The author
makes exc...... explains that whole moon is an egg thing.........
PETER HARNESS: Well, that's a big question... And I think it's a difficulty with Kill the Moon.
My thoughts on this are going to be a bit rambling and unfocused, so please forgive that.
I think the fact that the Doctor absents himself from the process and leaves Clara, Courtney and Lundvik - the humans, the representatives of planet Earth - to make the decision for themselves - is uncomfortable and hard to work out for a lot of people who watched it. I guess that's one of the (many) problems that people have with the episode. And, to be honest, I find it tricky myself - as I believe I should do.
Because I don't believe that it's the purpose of a writer or a storyteller to instruct the audience what to think. I think it's the purpose of a writer to entertain, to provoke emotion, to provoke debate, and ultimately, not to come down on either side. To show a whole bunch of characters who are doing what they happen to think is right, and to allow the audience to engage with that, to have an intellectual as well as emotional response to the story. I don't want to package the moral of the story up in a neat little parcel and tie it with a bow.
As a writer, I don't necessarily know all the answers. And I don't believe that I should. I think that drama is a two-way process. The writer and the actors present something for the audience to take away and think about.
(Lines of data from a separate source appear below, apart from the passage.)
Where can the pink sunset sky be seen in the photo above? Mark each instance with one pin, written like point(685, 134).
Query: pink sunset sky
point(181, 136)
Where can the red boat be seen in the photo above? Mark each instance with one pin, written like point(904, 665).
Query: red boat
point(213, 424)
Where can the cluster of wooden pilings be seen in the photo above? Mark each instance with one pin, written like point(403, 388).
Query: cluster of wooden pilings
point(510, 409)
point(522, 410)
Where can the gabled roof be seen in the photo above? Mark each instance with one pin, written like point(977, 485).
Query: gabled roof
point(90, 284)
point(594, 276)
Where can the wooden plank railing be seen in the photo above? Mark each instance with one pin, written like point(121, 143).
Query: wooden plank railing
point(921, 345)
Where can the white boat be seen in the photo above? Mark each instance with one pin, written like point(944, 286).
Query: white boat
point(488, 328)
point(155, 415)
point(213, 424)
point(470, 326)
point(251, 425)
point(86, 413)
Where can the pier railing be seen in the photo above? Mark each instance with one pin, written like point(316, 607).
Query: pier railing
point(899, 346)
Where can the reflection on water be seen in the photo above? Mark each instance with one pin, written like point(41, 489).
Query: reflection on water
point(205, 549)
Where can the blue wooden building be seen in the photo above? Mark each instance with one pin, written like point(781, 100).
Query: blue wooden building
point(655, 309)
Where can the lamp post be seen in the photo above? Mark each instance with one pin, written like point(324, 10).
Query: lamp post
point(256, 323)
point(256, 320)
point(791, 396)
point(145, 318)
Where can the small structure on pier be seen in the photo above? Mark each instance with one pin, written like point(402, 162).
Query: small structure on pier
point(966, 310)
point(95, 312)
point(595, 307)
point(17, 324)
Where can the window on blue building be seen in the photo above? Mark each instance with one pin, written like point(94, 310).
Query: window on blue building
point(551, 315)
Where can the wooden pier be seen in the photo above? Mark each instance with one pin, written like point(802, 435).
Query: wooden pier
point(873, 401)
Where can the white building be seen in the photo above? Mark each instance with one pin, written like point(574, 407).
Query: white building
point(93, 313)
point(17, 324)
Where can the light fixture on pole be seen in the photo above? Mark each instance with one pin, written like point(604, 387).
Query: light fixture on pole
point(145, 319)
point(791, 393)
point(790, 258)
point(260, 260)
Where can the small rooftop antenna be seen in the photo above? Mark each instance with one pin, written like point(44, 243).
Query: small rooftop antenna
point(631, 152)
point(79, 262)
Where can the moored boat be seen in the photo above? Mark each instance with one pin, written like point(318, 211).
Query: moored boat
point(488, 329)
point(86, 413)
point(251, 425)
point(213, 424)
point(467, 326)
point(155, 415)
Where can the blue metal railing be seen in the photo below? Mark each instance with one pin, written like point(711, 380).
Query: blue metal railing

I think that the Doctor talks about grey areas at some point in the script. And I guess, looking back on it, that this is what I subconsciously or otherwise wanted to explore. The whole moral decision, the actions of the Doctor, and Clara's response to it - I think they're all grey areas. Areas in which nobody is totally right or totally wrong. And even though I wasn't specifically trying to write an allegory about abortion or the right to choose, I think the fact that a lot of people read it as such an allegory is interesting. Because basically, the whole right-to-life versus right-to-choose debate is a complex moral debate, with plenty of grey areas; one which deserves serious thought and understanding from both sides, but which instead is more often than not polarised into one side being right and the other being wrong.
We live in very binary times. In which it seems that one has to subscribe to one polar-opposite view or another. Whereas, in fact, I believe that the majority of human experience takes place in the grey areas in between.
I think that Kill the Moon is about how difficult it is to make decisions, how there are so many shades of grey within people's characters. And what you're talking about in terms of how people treat their heroes is perhaps a part of this.
Basically, for me, every character in that story has their flaws, and their good points, and deserves to be understood. Nobody comes out of it 100% blameless or 100% guilty. And I think that's probably the way it should be. I'd never make a moral judgement on any of my characters. Nobody's perfect. And to understand all about any one person is to forgive all.
I still like Kill the Moon very much. In fact, I think it's probably my favourite of all my Doctor Who stories, because I think it's the trickiest, and because it divides people so much.
I understand that people think the science is crazy and unscientific, but all the science in Doctor Who is crazy and unscientific. I could have chosen to plaster it over with technobabble, but I didn't, because I thought that anyone who had a problem with the silliness of the science could just make up their own technobabble. I understand that people think the fact that the Moon is an egg is a silly idea, but all the ideas in Doctor Who are silly, they just don't happen to effect something that you can see in the sky every night. And the kids that I know who watched it think that the fact that the Moon is an egg is a very magical thing. I know that many people were enjoying the episode up until that point where the Doctor says, "the Moon's an egg", and afterwards, they thought it was the worst thing they'd ever seen since Time and the Rani, but so be it. I want to take such risks, and I want to surprise people and I suppose, a natural consequence of that is that sometimes people will think it's too much or too silly. But I think in Doctor Who, more than any other show, you need to keep on pushing at the boundaries.
And I love the fact that people argue about Kill the Moon, that it provokes so much debate. Because that's what I think drama should do. If you please everyone then probably you're doing something wrong.